Langley Looking Back… 2004: Otter school shut down

Langley’s history, as recorded in the files of the Langley Advance, started in 1931.

Bob Groeneveld / Langley Advance
June 23, 2014 08:50 PM

Langley's history, as recorded in the pages of the Langley Advance – your community newspaper since 1931.

Eighty Years Ago, June 14, 1934

The Aldergrove Farmers’ Unity League presented a 150-name petition to Council, protesting changes in the relief program. The AFUL demanded increased relief payments, medical services for relief recipients, full relief for single men at home instead of requiring them to go to work camps, and free school text books for children of relief recipients.

Seventy Years Ago, June 15, 1944

The Langley Prairie Lions Club held its inaugural Charter Night in Murrayville Community hall.

Langley Township refused to cut brush along the roadsides, because there were no funds available. Aldermen recommended that farmers take steps to keep the local boulevards cleared.

Sixty Years Ago, June 17, 1954

Municipal councillors were divided over a proposed bylaw to allow industrial and commercial machinery to be assessed for taxation.

Provincial highways minister Phil Gaglardi was considering re-routing the Trans-Canada Highway around Langley City. Eastbound traffic, in Gaglardi’s plan, was to be shunted on two lanes to the south of the downtown area, and two lanes of westbound traffic would pass by on the north.

Fifty Years Ago, June 18, 1964

Langley city passed a bylaw okaying a six-day week for commerce. Previously, all businesses except garages, drugstores, and non-retail enterprises, had been forced to close Monday afternoons, and work a week of five and a half days.

The biggest traffic jam in B.C.’s history occurred when motorists flocked to try out the newly opened 401 Highway and Port Mann Bridge.

Forty Years Ago, June 13, 1974

An enumeration by Langley Township showed there were 14,661 voters in the municipality.

Monaccan Consul Fritz Ziegler, a Fort Langley resident, held a reception at his castle on Rawlison Cres., in honour of the 25th anniversary of Prince Ranier’s ascension to the throne.

Thirty Years Ago, June 13, 1984

A copy of Langley Township’s noise control bylaw was sent to the operators of Action Raceway after the Greater Vancouver Regional District extended the motorsport group’s lease in Campbell Valley Regional Park for one more year.

A special committee was struck to look into reviving plans for an indoor swimming pool in Langley. A pool had been approved by referendum two years earlier, but was dropped when the provincial Social Credit government decided to withdraw $1.6 million in grant money for the project.

Twenty Years Ago, June 15, 1994

Langley Memorial Hospital CEO Pat Zanon proposed closing 45 beds and eliminating 50 full-time jobs to offset its anticipated $2.5 million budget shortfall.

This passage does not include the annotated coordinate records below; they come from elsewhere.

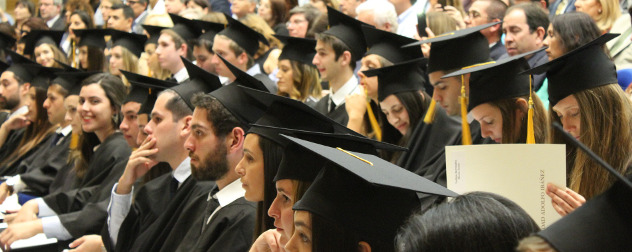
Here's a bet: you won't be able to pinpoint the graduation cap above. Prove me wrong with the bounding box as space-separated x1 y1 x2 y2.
287 137 458 247
217 54 270 92
142 24 170 44
362 26 424 63
242 88 360 136
405 22 500 73
0 32 16 48
73 29 109 49
21 30 64 55
537 123 632 252
5 49 39 83
218 14 269 56
195 20 226 41
272 128 406 182
362 59 426 101
51 71 100 95
274 35 316 66
169 13 202 41
171 57 222 110
323 6 370 61
108 29 147 57
523 33 619 106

Township Mayor John Scholtens said the provincial government’s New Directions in Health Care initiative was a “scam,” and said his council would refuse to participate until concerns over “too few directions” and “too many different directions” were resolved.

Chloramine, instead of chlorine, was advocated by Township staff as a drinking water disinfectant.

Ten Years Ago, June 15, 2004

Otter Elementary School prepared to close its doors for the last time, after serving the educational needs of Langley children for more than 100 years.

June 18, 2004

B.C. doctors unleashed a report on healthcare in the province that said Fraser Health Authority and all health regions across the province were failing “by virtually every measure.”

Langley City’s new fire hall got a step closer to reality, with a decision that it would not include a new community police office.